Protein folding is the process by which a linear polypeptide chain adopts its native three-dimensional structure. While the amino acid sequence contains all the information needed for folding, as demonstrated by Anfinsen’s classic experiments with ribonuclease, many proteins require molecular chaperones to fold efficiently in the crowded cellular environment.

The Folding Problem

The number of possible conformations for a polypeptide chain is astronomically large. A protein of 100 amino acids could theoretically adopt an enormous number of conformations, yet folding occurs in milliseconds to seconds. This paradox, known as Levinthal’s paradox, shows that folding is not a random search but follows specific pathways. Folding is guided by hydrophobic collapse, hydrogen bonding, and the formation of secondary structural elements that restrict the conformational search.

The Energy Landscape

Protein folding is described by the energy landscape or folding funnel concept. The funnel-shaped landscape has many high-energy unfolded conformations at the top and a single low-energy native state at the bottom. The funnel is not smooth but contains local energy minima where partially folded intermediates can accumulate. Some proteins fold through well-defined intermediates, while others fold by more gradual compaction. Rugged landscapes with deep kinetic traps can lead to misfolding and aggregation.

Hydrophobic Collapse

The driving force for protein folding is the hydrophobic effect. Nonpolar side chains cluster together in the protein interior, minimizing their exposure to water. This hydrophobic collapse is thermodynamically favorable because it releases water molecules from the ordered solvation shells around hydrophobic surfaces, increasing entropy. The collapsed globule then undergoes structural rearrangements to form the native structure, with secondary and tertiary structure forming concurrently.

Molecular Chaperones

Molecular chaperones are proteins that assist folding without becoming part of the final structure. They prevent aggregation by binding exposed hydrophobic surfaces of unfolded or partially folded proteins. Chaperones do not contain steric information for folding but prevent inappropriate interactions that lead to misfolding.

Hsp70 Chaperone System

The Hsp70 family includes constitutively expressed Hsc70 and stress-induced Hsp70. Hsp70 recognizes exposed hydrophobic patches on unfolded proteins through its C-terminal substrate-binding domain. Binding and release are regulated by ATP hydrolysis in the N-terminal nucleotide-binding domain. J proteins, such as Hsp40, stimulate ATP hydrolysis and deliver substrates to Hsp70. Nucleotide exchange factors such as Bag-1 and HspBP1 facilitate ADP release and rebinding of ATP.

Chaperonins

Chaperonins are large barrel-shaped complexes that provide an isolated chamber for protein folding. Group I chaperonins in bacteria include GroEL and its cofactor GroES. GroEL forms a stacked double ring of seven subunits each, creating a central cavity. Unfolded protein binds in the cavity, GroES caps the chamber, and ATP hydrolysis induces conformational changes that release the protein into the enclosed space for folding. Group II chaperonins in eukaryotes, called TRiC or CCT, function without a separate cofactor and assist the folding of cytoskeletal proteins such as actin and tubulin.

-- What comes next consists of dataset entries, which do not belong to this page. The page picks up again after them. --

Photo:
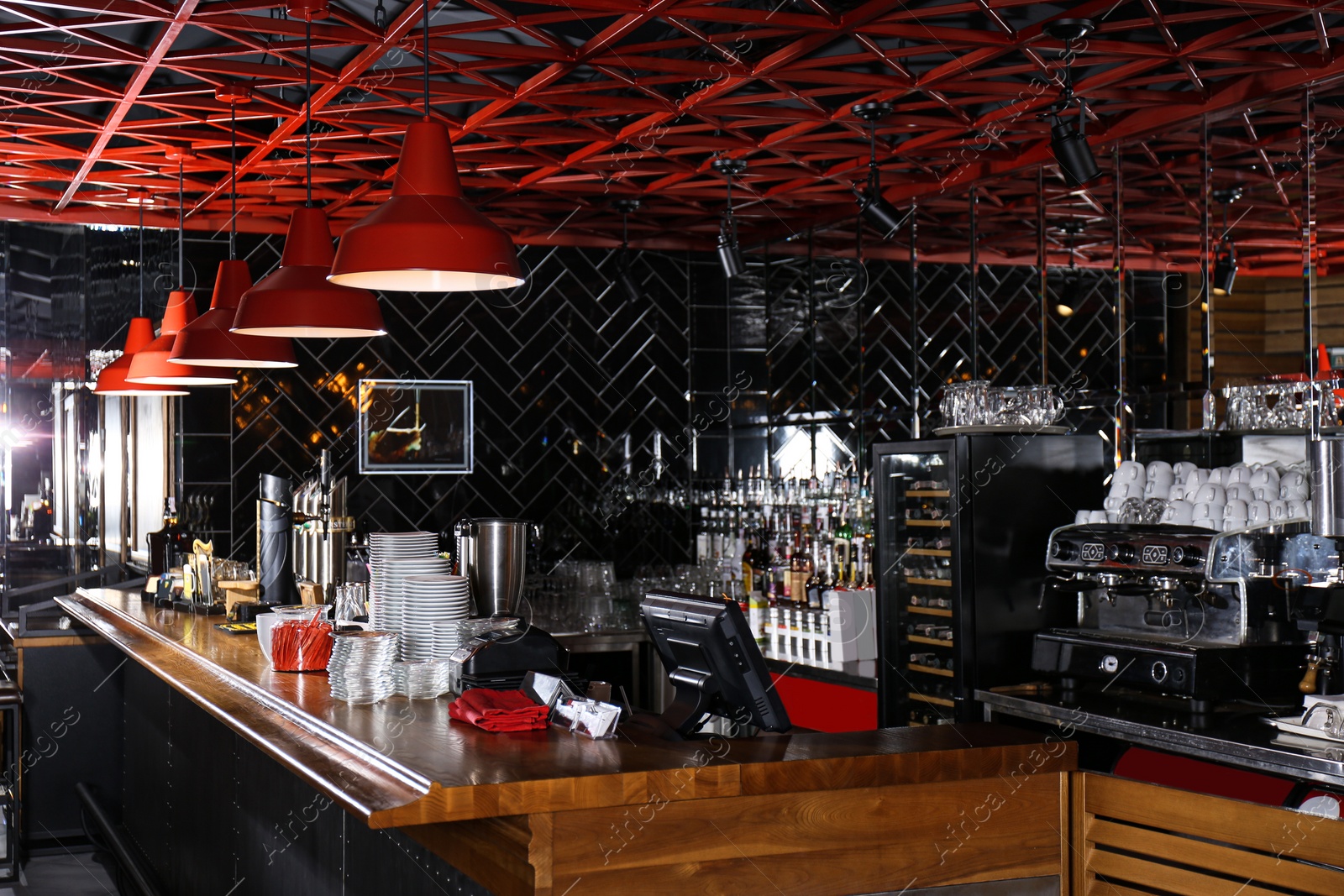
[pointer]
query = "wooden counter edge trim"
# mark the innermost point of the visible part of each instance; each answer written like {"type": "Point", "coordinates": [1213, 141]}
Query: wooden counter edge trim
{"type": "Point", "coordinates": [284, 723]}
{"type": "Point", "coordinates": [743, 779]}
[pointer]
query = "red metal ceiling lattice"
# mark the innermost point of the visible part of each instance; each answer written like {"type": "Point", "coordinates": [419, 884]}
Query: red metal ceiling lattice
{"type": "Point", "coordinates": [559, 107]}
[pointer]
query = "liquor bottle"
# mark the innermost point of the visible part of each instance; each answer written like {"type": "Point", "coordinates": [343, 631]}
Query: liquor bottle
{"type": "Point", "coordinates": [167, 543]}
{"type": "Point", "coordinates": [796, 582]}
{"type": "Point", "coordinates": [844, 547]}
{"type": "Point", "coordinates": [748, 557]}
{"type": "Point", "coordinates": [702, 537]}
{"type": "Point", "coordinates": [761, 559]}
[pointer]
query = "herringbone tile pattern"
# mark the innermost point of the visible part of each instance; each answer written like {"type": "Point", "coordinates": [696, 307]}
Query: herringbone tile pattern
{"type": "Point", "coordinates": [570, 375]}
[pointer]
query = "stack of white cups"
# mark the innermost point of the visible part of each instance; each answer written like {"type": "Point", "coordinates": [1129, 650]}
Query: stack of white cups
{"type": "Point", "coordinates": [1220, 499]}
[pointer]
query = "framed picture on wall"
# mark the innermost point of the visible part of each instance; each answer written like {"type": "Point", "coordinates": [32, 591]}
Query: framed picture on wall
{"type": "Point", "coordinates": [414, 426]}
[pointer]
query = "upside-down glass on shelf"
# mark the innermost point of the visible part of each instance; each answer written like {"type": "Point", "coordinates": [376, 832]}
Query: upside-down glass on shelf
{"type": "Point", "coordinates": [300, 640]}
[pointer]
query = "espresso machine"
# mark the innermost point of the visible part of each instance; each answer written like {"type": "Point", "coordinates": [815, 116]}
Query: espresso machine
{"type": "Point", "coordinates": [1209, 617]}
{"type": "Point", "coordinates": [322, 528]}
{"type": "Point", "coordinates": [275, 540]}
{"type": "Point", "coordinates": [492, 555]}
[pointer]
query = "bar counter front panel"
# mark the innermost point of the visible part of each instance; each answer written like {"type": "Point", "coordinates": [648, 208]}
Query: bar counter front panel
{"type": "Point", "coordinates": [544, 812]}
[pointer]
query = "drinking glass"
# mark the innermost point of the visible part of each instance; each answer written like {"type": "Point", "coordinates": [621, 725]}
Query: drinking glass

Protein Disulfide Isomerase

Protein disulfide isomerase catalyzes the formation and rearrangement of disulfide bonds in the endoplasmic reticulum. It contains thioredoxin-like domains with active site cysteine residues that form mixed disulfides with substrate proteins. PDI can introduce, reduce, or isomerize disulfide bonds, ensuring that the correct pairing of cysteine residues is achieved as the protein folds. The redox state of the ER is maintained by the glutathione buffer, with an oxidized environment that favors disulfide formation.

Peptidyl-Prolyl Isomerases

Peptidyl-prolyl isomerases accelerate the cis-trans isomerization of proline peptide bonds, which is intrinsically slow and can be rate-limiting for protein folding. There are three families: cyclophilins, FK506-binding proteins, and parvulins. Cyclophilins are targets of the immunosuppressant cyclosporine A. PPIs are present in all cellular compartments and assist folding of proteins containing proline residues. PPI activity is particularly important for collagen folding, where glycine-proline-hydroxyproline repeats are abundant.

Misfolding and Disease

Protein misfolding and aggregation are associated with many diseases. Alzheimer disease involves the aggregation of amyloid-beta peptides into amyloid plaques and tau protein into neurofibrillary tangles. Parkinson disease features alpha-synuclein aggregation into Lewy bodies. Huntington disease results from polyglutamine expansion in huntingtin protein. Prion diseases involve the conversion of the normal prion protein into an abnormal, aggregation-prone conformation that is infectious. In all these diseases, the balance between protein folding, chaperone assistance, and degradation is disrupted.